I watched the film Sully: Miracle on the Hudson for the first time this week, on the anniversary of the landing on the Hudson. In the final scenes there is a hearing (spoiler alert!), where the evidence presented up until that point based on computer simulations, with and without pilots involved, was leading to the unanimous conclusion that Sully and Skiles could have turned back to La Guardia or Teterboro airports rather than landing on the Hudson River in January. However Sully had appealed to have the video recordings of the pilot simulations shown to the hearing, and these revealed the pilots responding to the catastrophic bird strikes which had taken out both engines (again something later confirmed when the actual engines were recovered, but which the simulations themselves did not accept because of the instrument readings on one of the engines from the aircraft) by calmly immediately setting course for La Guardia or Teterboro with no decision or response or recovery time needed at all. When a 35 second allowance for this was inserted into the simulations, the results were fatal crashes in both cases.
What struck me was how invisible this deficiency in the programming of the simulation would have been without a cockpit recording of the simulations. In many of the programmes we use to automate judgement-heavy processes, such as recruitment, many of the capital allocation decisions in financial institutions or even A-level grades, we do not have anything equivalent to a cockpit recording available to us. Perhaps we wait until either events prove us wrong (bad) or those on the receiving end of our automated decisions start to complain in sufficient numbers for us to reconsider (worse). What if quite a large proportion of the cost savings from automating these processes is in fact illusory as a result of our not putting enough time and attention into the original programming and/or not setting aside enough budget for maintaining it and challenging its decisions with parallel processes which do allow for human judgement? How much bigger is this problem going to become in the era of machine learning, where the programmes we are running are themselves several steps of abstraction away from those originally written by humans?

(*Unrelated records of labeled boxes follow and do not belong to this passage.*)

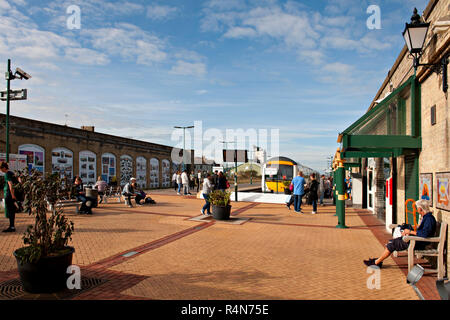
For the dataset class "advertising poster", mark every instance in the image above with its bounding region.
[79,151,97,185]
[0,153,27,171]
[162,159,171,188]
[150,158,159,188]
[102,153,116,183]
[436,172,450,211]
[136,157,147,189]
[120,155,133,186]
[52,148,73,179]
[19,144,45,173]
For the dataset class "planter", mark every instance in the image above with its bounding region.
[212,205,231,220]
[14,247,75,293]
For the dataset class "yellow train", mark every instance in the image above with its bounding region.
[261,157,298,193]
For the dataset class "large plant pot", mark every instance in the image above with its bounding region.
[14,247,75,293]
[212,205,231,220]
[86,188,98,208]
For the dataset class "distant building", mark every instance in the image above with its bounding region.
[0,114,194,188]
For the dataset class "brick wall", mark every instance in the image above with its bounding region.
[0,114,193,187]
[372,0,450,276]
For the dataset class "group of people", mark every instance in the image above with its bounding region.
[172,170,229,195]
[200,171,230,216]
[286,171,324,214]
[0,162,24,232]
[122,178,156,208]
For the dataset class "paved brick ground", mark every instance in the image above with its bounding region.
[0,193,438,300]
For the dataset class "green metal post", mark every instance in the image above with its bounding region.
[335,161,347,229]
[234,161,238,202]
[331,170,337,217]
[6,59,11,162]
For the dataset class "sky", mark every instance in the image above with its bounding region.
[0,0,428,171]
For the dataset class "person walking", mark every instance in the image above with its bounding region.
[122,178,145,208]
[200,174,213,216]
[216,171,227,191]
[181,170,191,196]
[308,173,319,214]
[74,176,93,214]
[319,175,326,206]
[291,171,305,213]
[195,170,202,193]
[172,172,178,191]
[94,176,108,203]
[176,171,183,194]
[211,170,219,190]
[0,162,18,232]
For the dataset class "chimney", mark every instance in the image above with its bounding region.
[81,126,95,132]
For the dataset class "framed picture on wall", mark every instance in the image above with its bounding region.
[419,173,433,207]
[436,172,450,211]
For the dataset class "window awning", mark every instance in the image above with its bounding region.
[338,76,422,159]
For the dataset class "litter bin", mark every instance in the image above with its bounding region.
[85,188,98,208]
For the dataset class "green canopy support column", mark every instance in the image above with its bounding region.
[334,151,348,229]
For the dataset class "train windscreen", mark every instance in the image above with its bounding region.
[266,165,294,181]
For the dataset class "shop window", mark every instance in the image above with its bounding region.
[431,106,436,126]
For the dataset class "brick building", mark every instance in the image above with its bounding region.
[338,0,450,272]
[0,114,200,189]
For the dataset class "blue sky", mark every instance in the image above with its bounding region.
[0,0,428,170]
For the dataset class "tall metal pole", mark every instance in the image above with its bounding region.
[6,59,11,162]
[183,128,186,171]
[335,154,347,229]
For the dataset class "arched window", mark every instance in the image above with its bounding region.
[136,157,147,189]
[79,150,97,185]
[19,144,45,173]
[120,155,133,186]
[162,159,171,188]
[150,158,159,188]
[52,147,73,180]
[102,153,116,183]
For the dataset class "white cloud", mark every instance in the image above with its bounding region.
[169,60,206,77]
[82,23,167,65]
[65,48,110,65]
[195,90,208,96]
[147,5,178,20]
[224,27,256,38]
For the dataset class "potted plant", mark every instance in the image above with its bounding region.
[283,180,292,194]
[209,190,231,220]
[14,170,75,293]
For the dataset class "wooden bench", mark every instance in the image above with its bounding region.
[49,200,83,213]
[102,187,122,203]
[390,222,447,279]
[119,194,136,205]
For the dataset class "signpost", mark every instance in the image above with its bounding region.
[223,150,248,202]
[0,59,31,162]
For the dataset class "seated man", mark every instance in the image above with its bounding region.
[122,178,145,208]
[74,176,93,214]
[94,176,108,203]
[364,200,436,268]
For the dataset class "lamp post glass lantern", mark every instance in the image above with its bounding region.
[403,8,449,92]
[174,126,194,171]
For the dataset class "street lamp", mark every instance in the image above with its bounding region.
[219,141,234,174]
[174,126,194,171]
[403,8,449,92]
[1,59,31,162]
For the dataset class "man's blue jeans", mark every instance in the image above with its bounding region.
[312,200,317,212]
[320,191,325,204]
[202,193,211,214]
[293,194,303,212]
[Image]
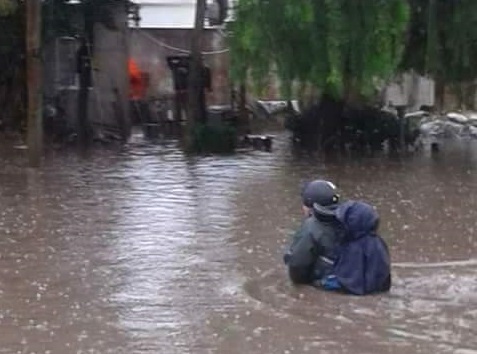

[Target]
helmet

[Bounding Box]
[302,179,339,208]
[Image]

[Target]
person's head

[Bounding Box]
[336,200,379,239]
[301,179,339,216]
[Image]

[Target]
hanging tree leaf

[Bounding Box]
[230,0,410,100]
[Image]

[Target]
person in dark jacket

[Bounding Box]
[284,180,341,285]
[322,201,391,295]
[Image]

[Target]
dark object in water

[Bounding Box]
[242,134,273,152]
[431,142,440,153]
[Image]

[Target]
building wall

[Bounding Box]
[130,29,230,105]
[43,3,131,137]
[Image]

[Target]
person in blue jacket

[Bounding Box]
[321,201,391,295]
[283,180,341,285]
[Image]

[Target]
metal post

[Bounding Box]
[26,0,43,167]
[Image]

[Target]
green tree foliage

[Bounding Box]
[230,0,410,96]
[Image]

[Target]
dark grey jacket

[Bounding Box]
[284,212,343,284]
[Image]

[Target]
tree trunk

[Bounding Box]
[26,0,43,167]
[77,4,94,147]
[186,0,206,147]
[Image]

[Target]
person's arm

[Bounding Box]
[285,222,317,284]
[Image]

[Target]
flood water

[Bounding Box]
[0,133,477,354]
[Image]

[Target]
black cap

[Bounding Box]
[302,180,339,208]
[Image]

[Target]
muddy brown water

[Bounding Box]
[0,133,477,354]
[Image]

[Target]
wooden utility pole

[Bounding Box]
[26,0,43,167]
[187,0,206,133]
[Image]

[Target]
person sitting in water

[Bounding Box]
[283,180,342,285]
[321,201,391,295]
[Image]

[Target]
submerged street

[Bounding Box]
[0,133,477,354]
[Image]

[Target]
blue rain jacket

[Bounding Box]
[333,201,391,295]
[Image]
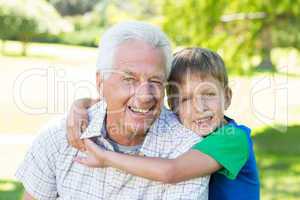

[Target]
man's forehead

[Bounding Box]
[114,66,166,79]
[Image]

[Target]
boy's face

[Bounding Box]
[177,73,231,136]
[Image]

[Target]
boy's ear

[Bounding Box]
[224,86,232,110]
[96,71,103,97]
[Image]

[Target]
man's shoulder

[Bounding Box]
[32,115,68,151]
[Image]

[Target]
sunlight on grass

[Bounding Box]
[253,125,300,200]
[0,180,24,200]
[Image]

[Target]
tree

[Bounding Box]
[0,0,72,56]
[163,0,300,72]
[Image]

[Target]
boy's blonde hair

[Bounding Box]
[167,47,228,112]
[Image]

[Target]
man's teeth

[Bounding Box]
[197,117,212,123]
[130,107,150,113]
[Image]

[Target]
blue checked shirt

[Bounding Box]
[16,101,209,200]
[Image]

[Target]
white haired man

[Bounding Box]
[16,22,209,200]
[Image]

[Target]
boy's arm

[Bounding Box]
[76,139,221,183]
[67,98,99,151]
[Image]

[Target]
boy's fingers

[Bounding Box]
[74,157,91,167]
[84,139,102,157]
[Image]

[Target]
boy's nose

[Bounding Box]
[193,97,208,113]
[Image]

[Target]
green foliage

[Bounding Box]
[0,180,24,200]
[163,0,300,73]
[0,0,72,55]
[48,0,100,16]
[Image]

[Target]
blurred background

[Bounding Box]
[0,0,300,200]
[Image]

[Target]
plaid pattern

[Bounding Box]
[16,101,209,200]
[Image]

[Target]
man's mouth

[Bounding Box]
[128,106,154,114]
[195,116,213,125]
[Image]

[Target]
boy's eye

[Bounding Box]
[204,92,216,97]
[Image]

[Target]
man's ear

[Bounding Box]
[224,86,232,110]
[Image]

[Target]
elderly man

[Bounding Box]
[16,22,209,200]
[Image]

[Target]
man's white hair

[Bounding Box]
[97,21,172,78]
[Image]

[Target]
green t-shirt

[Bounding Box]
[192,124,249,180]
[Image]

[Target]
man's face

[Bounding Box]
[102,40,166,141]
[178,73,231,136]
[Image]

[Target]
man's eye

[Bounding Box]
[150,80,163,85]
[204,92,216,97]
[181,98,190,103]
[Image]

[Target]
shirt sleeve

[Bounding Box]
[192,125,249,180]
[15,121,63,200]
[162,176,209,200]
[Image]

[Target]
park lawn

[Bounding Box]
[0,41,300,200]
[0,125,300,200]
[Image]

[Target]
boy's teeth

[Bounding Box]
[131,107,149,113]
[197,117,210,123]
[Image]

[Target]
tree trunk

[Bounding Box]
[1,40,5,55]
[257,26,276,71]
[22,41,28,56]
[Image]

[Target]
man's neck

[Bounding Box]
[105,116,145,146]
[106,128,145,146]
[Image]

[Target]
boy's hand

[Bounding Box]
[67,99,99,151]
[74,139,108,168]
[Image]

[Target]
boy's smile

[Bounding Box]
[178,72,231,136]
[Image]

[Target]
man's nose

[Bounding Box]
[193,96,208,113]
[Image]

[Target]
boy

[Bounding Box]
[69,48,259,200]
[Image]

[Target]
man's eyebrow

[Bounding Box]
[121,70,136,76]
[121,69,165,80]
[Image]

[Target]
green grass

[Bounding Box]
[0,41,300,200]
[253,125,300,200]
[0,180,24,200]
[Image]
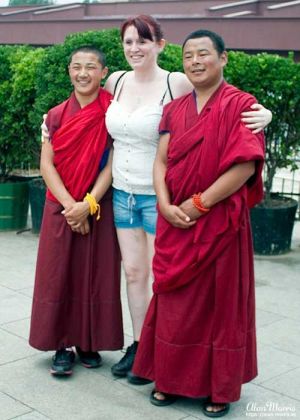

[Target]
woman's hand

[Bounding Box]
[41,114,50,143]
[241,104,272,134]
[160,204,196,229]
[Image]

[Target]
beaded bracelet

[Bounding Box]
[83,193,100,220]
[192,193,210,213]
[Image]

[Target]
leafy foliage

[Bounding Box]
[9,0,54,6]
[0,47,44,178]
[0,29,300,198]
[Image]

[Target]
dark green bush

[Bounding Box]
[0,46,44,179]
[0,29,300,197]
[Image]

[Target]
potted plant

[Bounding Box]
[229,53,300,255]
[0,46,42,230]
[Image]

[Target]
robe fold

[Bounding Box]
[29,89,123,351]
[133,82,264,402]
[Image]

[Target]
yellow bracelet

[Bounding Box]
[83,193,100,220]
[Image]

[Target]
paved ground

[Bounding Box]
[0,222,300,420]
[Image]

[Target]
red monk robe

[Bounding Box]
[29,89,123,351]
[133,82,264,403]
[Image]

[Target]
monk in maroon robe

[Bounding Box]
[29,47,123,375]
[133,31,264,417]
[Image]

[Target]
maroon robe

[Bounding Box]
[133,82,264,402]
[29,89,123,351]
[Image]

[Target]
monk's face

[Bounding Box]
[69,51,107,97]
[183,37,227,89]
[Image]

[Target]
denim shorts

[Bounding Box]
[113,188,157,235]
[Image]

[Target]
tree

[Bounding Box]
[9,0,54,6]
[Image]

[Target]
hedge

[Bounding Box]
[0,29,300,188]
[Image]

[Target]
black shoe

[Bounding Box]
[111,343,137,377]
[50,349,75,376]
[127,371,153,385]
[76,347,102,368]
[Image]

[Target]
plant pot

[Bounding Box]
[29,178,46,233]
[0,180,29,230]
[250,194,298,255]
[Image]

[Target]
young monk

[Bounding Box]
[133,30,264,417]
[29,46,123,375]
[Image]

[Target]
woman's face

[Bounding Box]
[123,26,164,69]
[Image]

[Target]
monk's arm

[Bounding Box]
[241,104,272,134]
[64,148,113,227]
[180,161,255,220]
[153,133,195,229]
[40,140,75,209]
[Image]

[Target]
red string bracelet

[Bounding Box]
[192,193,210,213]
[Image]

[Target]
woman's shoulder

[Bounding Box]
[169,71,193,99]
[104,70,127,95]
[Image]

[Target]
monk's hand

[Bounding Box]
[70,219,90,235]
[241,104,272,134]
[62,201,90,226]
[160,204,196,229]
[179,198,204,221]
[41,114,50,143]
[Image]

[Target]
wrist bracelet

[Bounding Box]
[83,193,100,220]
[192,193,210,213]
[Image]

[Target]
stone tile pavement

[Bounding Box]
[0,222,300,420]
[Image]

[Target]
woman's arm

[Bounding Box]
[169,72,272,134]
[104,70,125,95]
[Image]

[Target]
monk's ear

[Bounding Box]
[157,38,166,53]
[102,66,108,79]
[220,51,228,67]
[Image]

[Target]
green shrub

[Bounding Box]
[0,46,44,180]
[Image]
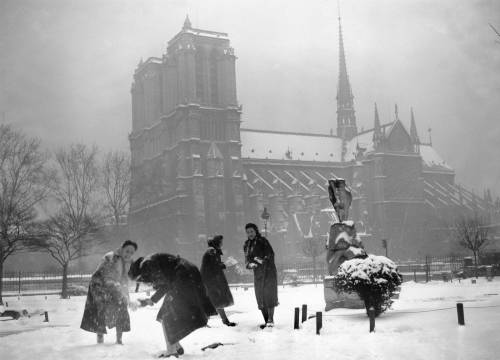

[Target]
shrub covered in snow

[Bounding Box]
[334,255,402,316]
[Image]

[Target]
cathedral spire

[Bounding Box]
[410,108,420,145]
[337,8,358,140]
[373,103,382,144]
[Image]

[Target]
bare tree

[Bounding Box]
[36,144,100,298]
[102,151,130,225]
[0,124,53,304]
[454,214,489,275]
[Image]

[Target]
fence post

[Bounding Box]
[302,304,307,322]
[316,311,323,335]
[368,306,375,332]
[293,308,299,330]
[425,256,430,282]
[457,303,465,325]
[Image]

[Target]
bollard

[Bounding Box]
[457,303,465,325]
[368,306,375,332]
[316,311,323,335]
[293,308,299,330]
[302,304,307,322]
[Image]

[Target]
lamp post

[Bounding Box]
[260,207,271,237]
[382,239,389,258]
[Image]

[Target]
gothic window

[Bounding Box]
[195,48,205,103]
[210,50,219,105]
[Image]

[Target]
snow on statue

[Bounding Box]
[324,179,401,315]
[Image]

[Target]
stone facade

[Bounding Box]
[129,19,498,262]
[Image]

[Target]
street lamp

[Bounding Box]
[382,239,389,257]
[260,207,271,237]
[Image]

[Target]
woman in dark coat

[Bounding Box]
[243,223,279,329]
[200,235,236,326]
[129,253,217,357]
[80,240,137,344]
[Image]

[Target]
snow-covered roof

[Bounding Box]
[241,129,342,162]
[420,145,453,170]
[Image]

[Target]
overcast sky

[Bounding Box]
[0,0,500,194]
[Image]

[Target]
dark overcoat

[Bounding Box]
[243,236,279,310]
[80,250,130,334]
[200,247,234,309]
[140,253,217,344]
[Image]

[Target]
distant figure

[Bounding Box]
[200,235,236,326]
[129,253,217,357]
[80,240,137,344]
[243,223,278,329]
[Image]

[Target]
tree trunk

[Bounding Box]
[473,251,478,279]
[313,256,316,286]
[0,257,3,305]
[61,263,68,299]
[114,210,120,226]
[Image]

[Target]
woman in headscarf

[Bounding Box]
[129,253,217,357]
[80,240,137,344]
[243,223,278,329]
[200,235,236,326]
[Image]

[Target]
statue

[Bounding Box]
[324,179,367,311]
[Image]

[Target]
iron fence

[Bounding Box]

Our ability to programme machines to carry out billions of calculations in seconds would have been regarded as miraculous only a few decades ago and is still pretty astonishing to us now. We need to start thinking a lot more about how we can live alongside these ever more capable machines amicably over the long term. And it can’t be only programmers who get to see what the machines are doing – whatever the technical problems of allowing the equivalent of a cockpit recording to be made which can be understood by any of us, they need to be solved with as much urgency as the process automation itself. All of our decision-making processes need to be understandable and challengeable by the society in whose name they are carried out. It’s time to get serious now about our miracles.